Si voltò verso di lui, non lo guardò in viso, si lasciò avvolgere dalle sue braccia e cullare nel suo abbraccio. Cercando, l'uno nell'altro, la forza di superare il dolore e la mancanza.

Solo quando il tramonto lasciò lo spazio alle prime stelle della sera e la consapevolezza del compito che li attendeva si fece strada nei loro pensieri si sciolsero da quell'abbraccio che, forse, era durato anche troppo.

"Sei pronta?" chiese Bellamy scrutandola attentamente.

Clarke annuì e si fece strada verso quella che, una volta, era la stanza del trono.

In quei tre giorni, da quando la Citta della Luce era stata distrutta, era stato fatto molto: i feriti erano stati spostati in alcune stanze vuote dove era stato attrezzato un piccolo ospedale, chi non era stato ferito si stava adoperando a pulire le aree che erano state il campo di battaglia e, altri, avevano costruito delle scale nella tromba dell'ascensore per poter comunicare nuovamente con l'esterno.

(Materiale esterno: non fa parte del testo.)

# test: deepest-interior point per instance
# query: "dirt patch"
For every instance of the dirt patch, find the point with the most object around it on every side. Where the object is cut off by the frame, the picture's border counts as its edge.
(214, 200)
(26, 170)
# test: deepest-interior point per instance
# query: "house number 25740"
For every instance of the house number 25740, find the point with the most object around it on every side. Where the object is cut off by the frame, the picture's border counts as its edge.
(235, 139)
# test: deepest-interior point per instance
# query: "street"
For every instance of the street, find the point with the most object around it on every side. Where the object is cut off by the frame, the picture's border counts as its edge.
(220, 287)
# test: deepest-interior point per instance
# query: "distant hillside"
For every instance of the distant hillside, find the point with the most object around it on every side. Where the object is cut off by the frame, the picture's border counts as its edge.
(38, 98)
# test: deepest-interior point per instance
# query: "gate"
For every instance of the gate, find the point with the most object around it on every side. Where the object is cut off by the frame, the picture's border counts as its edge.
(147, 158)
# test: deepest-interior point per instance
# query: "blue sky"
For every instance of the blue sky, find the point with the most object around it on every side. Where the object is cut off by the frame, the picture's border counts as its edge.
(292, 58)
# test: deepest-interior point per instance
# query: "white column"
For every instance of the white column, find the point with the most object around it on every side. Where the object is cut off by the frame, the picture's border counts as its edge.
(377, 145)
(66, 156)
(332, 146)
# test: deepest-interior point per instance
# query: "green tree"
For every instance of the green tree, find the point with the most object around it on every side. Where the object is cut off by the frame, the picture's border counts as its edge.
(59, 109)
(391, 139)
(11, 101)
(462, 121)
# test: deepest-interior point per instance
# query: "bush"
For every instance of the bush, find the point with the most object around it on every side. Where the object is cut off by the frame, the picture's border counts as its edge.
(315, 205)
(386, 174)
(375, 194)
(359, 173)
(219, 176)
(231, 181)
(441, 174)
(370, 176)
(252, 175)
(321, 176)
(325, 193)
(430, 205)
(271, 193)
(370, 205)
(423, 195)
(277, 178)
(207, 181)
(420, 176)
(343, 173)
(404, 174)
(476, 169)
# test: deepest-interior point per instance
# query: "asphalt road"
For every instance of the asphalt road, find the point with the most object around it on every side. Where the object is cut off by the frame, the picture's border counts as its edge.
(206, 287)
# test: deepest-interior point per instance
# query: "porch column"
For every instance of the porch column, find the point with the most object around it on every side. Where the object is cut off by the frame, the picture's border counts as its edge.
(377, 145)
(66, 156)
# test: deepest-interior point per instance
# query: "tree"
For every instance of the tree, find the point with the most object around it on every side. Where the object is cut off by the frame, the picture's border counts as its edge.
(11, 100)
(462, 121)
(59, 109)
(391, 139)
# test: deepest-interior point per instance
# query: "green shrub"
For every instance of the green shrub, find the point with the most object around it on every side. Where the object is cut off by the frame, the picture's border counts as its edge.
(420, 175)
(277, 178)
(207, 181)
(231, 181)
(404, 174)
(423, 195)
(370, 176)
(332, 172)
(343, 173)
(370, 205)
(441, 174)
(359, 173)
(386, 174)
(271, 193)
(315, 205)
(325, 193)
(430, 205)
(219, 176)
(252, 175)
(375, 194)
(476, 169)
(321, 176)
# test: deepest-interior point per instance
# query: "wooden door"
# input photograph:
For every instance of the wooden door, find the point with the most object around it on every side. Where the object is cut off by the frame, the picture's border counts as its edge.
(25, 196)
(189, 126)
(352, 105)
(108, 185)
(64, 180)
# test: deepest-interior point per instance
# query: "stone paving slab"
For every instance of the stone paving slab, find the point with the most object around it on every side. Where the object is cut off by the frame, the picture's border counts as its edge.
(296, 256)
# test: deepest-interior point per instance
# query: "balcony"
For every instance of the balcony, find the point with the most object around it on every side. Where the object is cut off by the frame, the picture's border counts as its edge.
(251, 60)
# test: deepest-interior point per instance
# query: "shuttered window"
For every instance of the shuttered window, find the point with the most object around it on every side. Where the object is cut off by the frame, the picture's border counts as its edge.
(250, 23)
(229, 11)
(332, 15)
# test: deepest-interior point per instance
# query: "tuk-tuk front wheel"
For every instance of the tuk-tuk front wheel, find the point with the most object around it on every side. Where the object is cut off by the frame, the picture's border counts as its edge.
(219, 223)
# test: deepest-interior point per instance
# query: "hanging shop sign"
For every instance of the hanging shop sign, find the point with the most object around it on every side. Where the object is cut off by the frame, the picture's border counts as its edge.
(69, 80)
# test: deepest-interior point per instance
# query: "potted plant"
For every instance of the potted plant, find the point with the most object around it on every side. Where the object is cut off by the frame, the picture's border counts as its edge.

Molta gente dei clan si era spostata dalla Torre e bivaccava nella città adoperandosi per dare una nuova parvenza di quotidianità ad un luogo che portava i segni visibili dell'orrore che l'aveva colpito.

Nessuno aveva ancora osato allontanarsi dai confini di Polis, come se, quel luogo che aveva raccontato dei loro misfatti, fosse anche l'unico in cui potessero essere compresi, accettati e perdonati. Pochi erano stati coloro che, nel buio della notte, si mescolavano nelle ombre per scomparire nella foresta non riuscendo a reggere lo sguardo degli altri consci delle nefandezze commesse.

La notte ancora si sentiva la gente urlare per gli incubi, molti avevano cominciato a riunirsi in piccoli gruppi, persone di clan diversI, persino gli skykru. Ognuno sembrava trovare nella presenza degli altri il conforto di sapere che, come loro, comprendevano le ombre di rimorso che si rincorrevano nei loro sguardi sfuggenti.